[<prev] [next>] [<thread-prev] [thread-next>] [day] [month] [year] [list]
Message-ID: <ed9eb852-5046-bcfc-be2c-3bb67323ec8a@linux.ibm.com>
Date: Wed, 13 Jan 2021 12:06:28 -0500
From: Tony Krowiak <akrowiak@...ux.ibm.com>
To: Halil Pasic <pasic@...ux.ibm.com>
Cc: linux-s390@...r.kernel.org, linux-kernel@...r.kernel.org,
kvm@...r.kernel.org, freude@...ux.ibm.com, borntraeger@...ibm.com,
cohuck@...hat.com, mjrosato@...ux.ibm.com,
alex.williamson@...hat.com, kwankhede@...dia.com,
fiuczy@...ux.ibm.com, frankja@...ux.ibm.com, david@...hat.com,
hca@...ux.ibm.com, gor@...ux.ibm.com
Subject: Re: [PATCH v13 02/15] s390/vfio-ap: No need to disable IRQ after
queue reset
On 1/11/21 11:32 AM, Halil Pasic wrote:
> On Tue, 22 Dec 2020 20:15:53 -0500
> Tony Krowiak <akrowiak@...ux.ibm.com> wrote:
>
>> The queues assigned to a matrix mediated device are currently reset when:
>>
>> * The VFIO_DEVICE_RESET ioctl is invoked
>> * The mdev fd is closed by userspace (QEMU)
>> * The mdev is removed from sysfs.
>>
>> Immediately after the reset of a queue, a call is made to disable
>> interrupts for the queue.

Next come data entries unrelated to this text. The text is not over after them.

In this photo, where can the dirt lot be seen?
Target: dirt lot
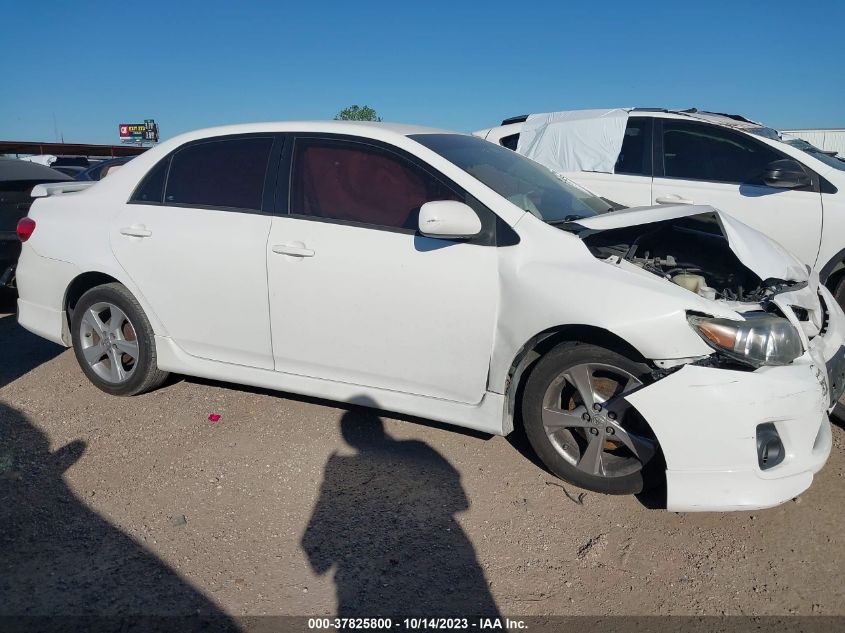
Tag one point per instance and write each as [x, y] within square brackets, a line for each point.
[296, 506]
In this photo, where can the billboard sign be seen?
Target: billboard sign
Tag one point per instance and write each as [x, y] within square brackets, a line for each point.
[139, 132]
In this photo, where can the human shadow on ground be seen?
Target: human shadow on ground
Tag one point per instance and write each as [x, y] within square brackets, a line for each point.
[385, 522]
[60, 558]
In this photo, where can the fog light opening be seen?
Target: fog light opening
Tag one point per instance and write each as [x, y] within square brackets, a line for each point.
[770, 451]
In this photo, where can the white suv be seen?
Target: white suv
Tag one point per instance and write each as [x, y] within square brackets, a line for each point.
[782, 186]
[438, 275]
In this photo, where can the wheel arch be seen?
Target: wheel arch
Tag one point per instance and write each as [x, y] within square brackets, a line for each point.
[541, 343]
[91, 278]
[81, 284]
[832, 271]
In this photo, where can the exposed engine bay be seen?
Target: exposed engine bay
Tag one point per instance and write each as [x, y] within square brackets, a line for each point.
[691, 252]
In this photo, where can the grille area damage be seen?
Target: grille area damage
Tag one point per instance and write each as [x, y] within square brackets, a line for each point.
[691, 251]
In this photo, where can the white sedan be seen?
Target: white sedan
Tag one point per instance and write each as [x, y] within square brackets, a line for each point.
[439, 275]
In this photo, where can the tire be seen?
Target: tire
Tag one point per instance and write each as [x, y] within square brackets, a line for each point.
[607, 449]
[114, 343]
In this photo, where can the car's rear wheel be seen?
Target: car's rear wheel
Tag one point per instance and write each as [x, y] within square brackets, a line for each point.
[579, 423]
[114, 342]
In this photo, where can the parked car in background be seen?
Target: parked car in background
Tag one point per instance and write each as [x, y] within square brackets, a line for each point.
[100, 170]
[788, 189]
[438, 275]
[17, 178]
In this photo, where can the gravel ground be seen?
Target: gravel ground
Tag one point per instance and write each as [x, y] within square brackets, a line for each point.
[289, 505]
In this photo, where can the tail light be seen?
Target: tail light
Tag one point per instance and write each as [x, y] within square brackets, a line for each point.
[25, 229]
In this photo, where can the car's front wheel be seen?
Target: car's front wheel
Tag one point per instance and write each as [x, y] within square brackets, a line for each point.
[579, 423]
[114, 341]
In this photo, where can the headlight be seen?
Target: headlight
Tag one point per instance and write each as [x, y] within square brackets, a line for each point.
[759, 340]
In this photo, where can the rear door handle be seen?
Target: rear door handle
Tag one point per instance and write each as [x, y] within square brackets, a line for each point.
[673, 199]
[136, 230]
[297, 249]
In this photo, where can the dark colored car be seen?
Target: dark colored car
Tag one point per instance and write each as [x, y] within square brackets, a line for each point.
[98, 170]
[17, 178]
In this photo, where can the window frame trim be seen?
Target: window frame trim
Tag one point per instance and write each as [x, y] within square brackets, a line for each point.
[284, 186]
[268, 187]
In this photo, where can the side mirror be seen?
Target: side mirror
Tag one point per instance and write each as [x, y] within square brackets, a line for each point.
[786, 174]
[448, 219]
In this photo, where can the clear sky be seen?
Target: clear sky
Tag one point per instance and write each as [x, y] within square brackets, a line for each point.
[81, 68]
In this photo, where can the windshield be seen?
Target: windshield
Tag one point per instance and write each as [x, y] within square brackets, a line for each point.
[520, 180]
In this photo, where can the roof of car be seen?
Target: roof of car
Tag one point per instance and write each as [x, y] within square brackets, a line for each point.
[360, 128]
[719, 118]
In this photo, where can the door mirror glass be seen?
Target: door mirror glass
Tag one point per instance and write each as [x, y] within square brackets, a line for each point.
[786, 173]
[449, 220]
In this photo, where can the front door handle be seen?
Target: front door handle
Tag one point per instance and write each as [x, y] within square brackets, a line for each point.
[673, 199]
[136, 230]
[297, 249]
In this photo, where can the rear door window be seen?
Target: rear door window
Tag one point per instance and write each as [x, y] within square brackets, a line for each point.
[226, 173]
[361, 183]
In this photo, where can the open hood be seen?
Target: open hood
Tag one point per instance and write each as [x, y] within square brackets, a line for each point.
[757, 252]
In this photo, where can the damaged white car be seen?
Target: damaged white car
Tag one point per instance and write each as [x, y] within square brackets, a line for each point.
[439, 275]
[775, 183]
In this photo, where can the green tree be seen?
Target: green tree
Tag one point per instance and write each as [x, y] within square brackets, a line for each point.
[357, 113]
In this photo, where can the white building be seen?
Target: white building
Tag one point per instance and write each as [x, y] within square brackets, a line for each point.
[831, 139]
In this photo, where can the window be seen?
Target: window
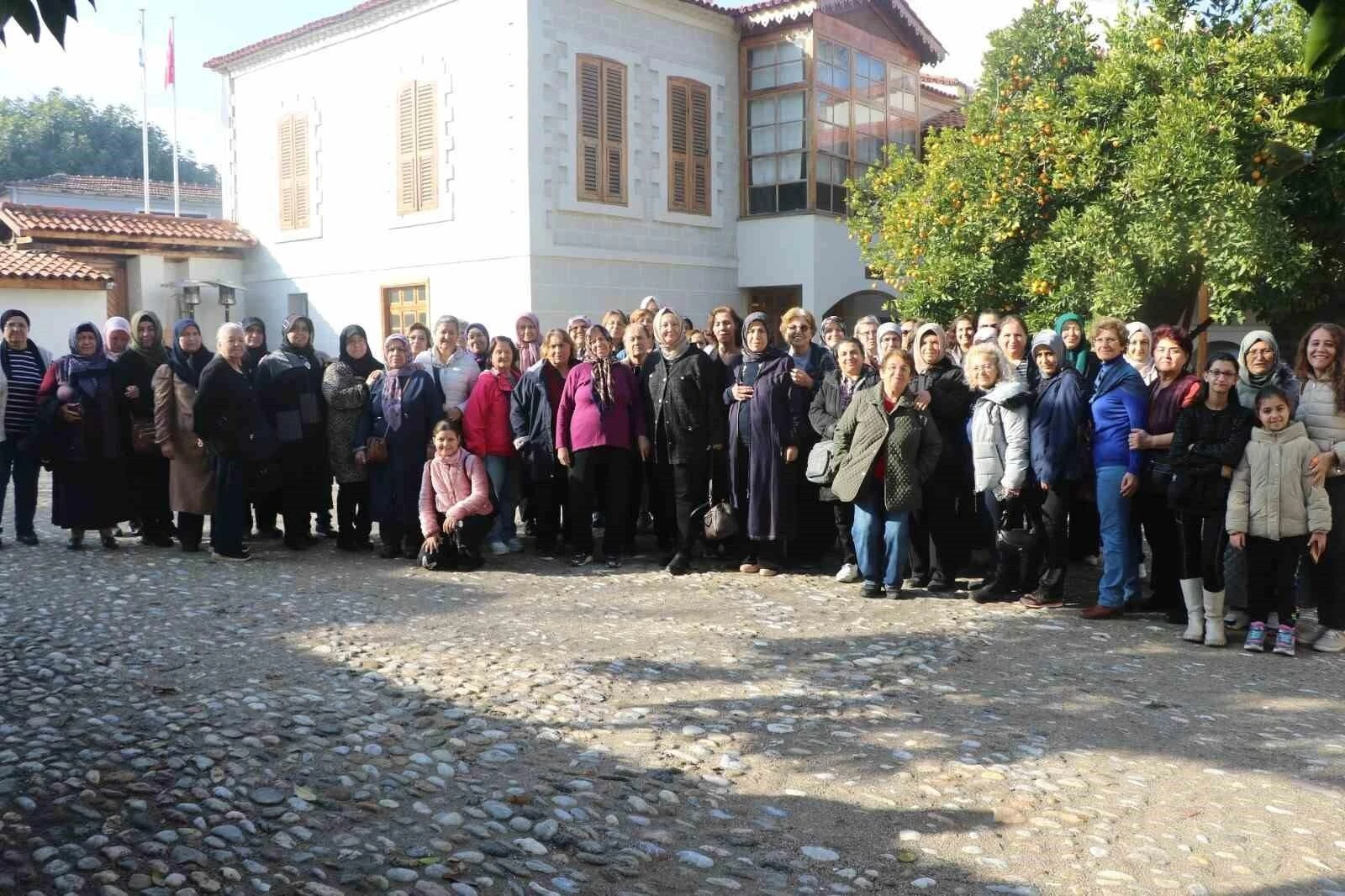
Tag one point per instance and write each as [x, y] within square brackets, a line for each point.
[775, 65]
[602, 125]
[778, 163]
[404, 306]
[293, 172]
[689, 147]
[417, 147]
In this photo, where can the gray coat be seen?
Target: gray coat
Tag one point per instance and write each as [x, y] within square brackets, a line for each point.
[910, 437]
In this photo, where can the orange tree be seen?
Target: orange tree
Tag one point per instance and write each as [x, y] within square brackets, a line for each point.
[1116, 174]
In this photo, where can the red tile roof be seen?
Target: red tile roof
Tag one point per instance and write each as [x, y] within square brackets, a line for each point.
[30, 221]
[129, 187]
[20, 264]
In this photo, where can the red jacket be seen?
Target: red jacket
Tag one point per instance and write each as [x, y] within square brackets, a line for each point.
[486, 419]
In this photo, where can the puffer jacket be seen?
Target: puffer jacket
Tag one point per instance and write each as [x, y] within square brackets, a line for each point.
[1000, 437]
[1273, 494]
[908, 436]
[1322, 417]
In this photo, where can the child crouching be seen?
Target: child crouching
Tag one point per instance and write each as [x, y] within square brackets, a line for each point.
[1273, 506]
[455, 505]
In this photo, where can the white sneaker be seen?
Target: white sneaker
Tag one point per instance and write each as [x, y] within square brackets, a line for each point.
[1331, 642]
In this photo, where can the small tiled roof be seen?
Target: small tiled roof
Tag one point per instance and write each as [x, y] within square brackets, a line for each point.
[128, 187]
[49, 221]
[20, 264]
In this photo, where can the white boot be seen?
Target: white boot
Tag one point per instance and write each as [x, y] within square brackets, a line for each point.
[1214, 618]
[1190, 593]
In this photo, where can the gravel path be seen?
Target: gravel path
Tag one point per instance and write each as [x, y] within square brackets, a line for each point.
[324, 724]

This is entirely unnecessary because the reset of
>> a queue disables interrupts, so this will be removed.
>>
>> Signed-off-by: Tony Krowiak <akrowiak@...ux.ibm.com>
>> ---
>> drivers/s390/crypto/vfio_ap_drv.c | 1 -
>> drivers/s390/crypto/vfio_ap_ops.c | 40 +++++++++++++++++----------
>> drivers/s390/crypto/vfio_ap_private.h | 1 -
>> 3 files changed, 26 insertions(+), 16 deletions(-)
>>
>> diff --git a/drivers/s390/crypto/vfio_ap_drv.c b/drivers/s390/crypto/vfio_ap_drv.c
>> index be2520cc010b..ca18c91afec9 100644
>> --- a/drivers/s390/crypto/vfio_ap_drv.c
>> +++ b/drivers/s390/crypto/vfio_ap_drv.c
>> @@ -79,7 +79,6 @@ static void vfio_ap_queue_dev_remove(struct ap_device *apdev)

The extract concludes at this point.